Panthers Return to the Ice After NHL Lockout Season
Hockey is back in Sunrise after a year without an NHL season. The Panthers opened the 2005-06 season in October, returning professional hockey to west Broward after the league lost the entire 2004-05 season to the lockout.
Hockey is back in Sunrise after a year without an NHL season.
The Panthers opened the 2005-06 season in October, returning professional hockey to west Broward after the league lost the entire 2004-05 season to the lockout. The return is more than a schedule note. For fans, arena workers, nearby businesses and students used to seeing game-night traffic around Sawgrass Mills, it means the local winter sports routine has been restored.
The Panthers came back quickly. Season records show Florida opening on Oct. 5, 2005, with a 2-0 win over the Atlanta Thrashers, then following with another 2-0 win over the Tampa Bay Lightning two nights later. That early start gave the BankAtlantic Center immediate energy under its new name, just weeks after the former Office Depot Center entered a new naming-rights period.
The lockout changed the league around them. The NHL returned with new rules, shootouts and a salary-cap system that made the sport feel different from the one fans last saw in 2004. For casual students, the details may matter less than the simple fact that the games are back. Jerseys can come out again. Highlights can return to local sports reports. The arena can light up for hockey instead of sitting through another empty season.

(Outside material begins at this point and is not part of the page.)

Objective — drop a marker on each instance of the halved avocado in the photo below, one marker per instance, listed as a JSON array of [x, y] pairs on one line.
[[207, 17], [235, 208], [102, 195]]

For Piper students, the return arrives during junior year. That timing matters because high school memories are built from repeated routines: the traffic before a home game, the radio ads for tickets, the sight of Panthers gear in the mall, the classmate who went to a game the night before and came in tired the next morning.
The Panthers were not guaranteed to dominate the standings, but their return gave Broward something it had missed. The NHL map once again included Sunrise, and the building near Sawgrass Mills had its winter identity back.
After a year of silence, the local hockey calendar is moving again.